A large body of literature considers the ethico-legal and regulatory issues surrounding assisted conception. Surrogacy, however, within this body of literature is an odd-fit. It involves a unique demand of another person – a form of reproductive labour – that many other aspects of assisted conception, such as gamete donation do not involve. Surrogacy is a form of assisted gestation. The potential alternatives for individuals who want a genetically related child but who do not have the capacity to gestate are ever increasing: with the advent of uterus transplantation (UTx), and the anticipated development of artificial placentas.

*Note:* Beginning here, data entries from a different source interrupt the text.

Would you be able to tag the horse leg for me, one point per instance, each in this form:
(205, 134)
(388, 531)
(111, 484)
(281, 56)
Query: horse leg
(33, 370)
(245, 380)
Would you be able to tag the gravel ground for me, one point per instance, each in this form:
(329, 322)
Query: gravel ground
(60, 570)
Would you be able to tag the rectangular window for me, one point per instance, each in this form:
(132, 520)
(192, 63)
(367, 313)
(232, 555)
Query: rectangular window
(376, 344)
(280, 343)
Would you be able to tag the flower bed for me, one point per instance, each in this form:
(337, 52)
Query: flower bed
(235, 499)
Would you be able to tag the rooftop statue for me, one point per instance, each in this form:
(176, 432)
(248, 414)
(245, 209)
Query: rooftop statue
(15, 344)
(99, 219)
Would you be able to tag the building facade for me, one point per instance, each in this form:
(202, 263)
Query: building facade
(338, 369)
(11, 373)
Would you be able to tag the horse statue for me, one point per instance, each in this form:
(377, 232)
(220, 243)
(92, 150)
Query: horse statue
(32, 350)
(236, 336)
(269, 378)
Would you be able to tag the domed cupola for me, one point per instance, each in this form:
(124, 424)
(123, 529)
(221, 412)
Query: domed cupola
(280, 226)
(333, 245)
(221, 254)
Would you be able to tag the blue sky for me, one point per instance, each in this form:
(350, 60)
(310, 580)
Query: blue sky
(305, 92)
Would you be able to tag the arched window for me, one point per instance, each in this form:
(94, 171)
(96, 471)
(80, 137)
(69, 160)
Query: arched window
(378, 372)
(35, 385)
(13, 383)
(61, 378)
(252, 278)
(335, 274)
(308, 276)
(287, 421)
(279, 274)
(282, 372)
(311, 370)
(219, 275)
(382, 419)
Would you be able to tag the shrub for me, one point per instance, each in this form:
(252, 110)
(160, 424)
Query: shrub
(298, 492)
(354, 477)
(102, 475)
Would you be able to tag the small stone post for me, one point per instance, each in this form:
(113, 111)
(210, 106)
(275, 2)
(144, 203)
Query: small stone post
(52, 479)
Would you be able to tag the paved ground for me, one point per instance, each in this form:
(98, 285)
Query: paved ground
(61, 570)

In this paper, I highlight the pertinent conceptual differences between technologies assisting conception and those assisting gestation to demonstrate that distinct issues arise when assisted gestative technologies (AGTs) are used. I argue that there is utility in of considering AGTs as a genus of technologies. These technologies perform the same function from the perspective of putative parents and might exist on a spectrum of alternatives when they become more available. Moreover, since many of the same ethical, social, and legal issues are raised by surrogacy, UTx and ectogestation, analysis of these issues will be better contextualised by considering these technologies together. Many of the matters currently being highlighted for reform in the context of surrogacy will inevitably impact on how other forms of assisted gestation are governed. The conversation should be broadened; we should consider how far other emerging technologies might be accommodated in revised regulatory schemes.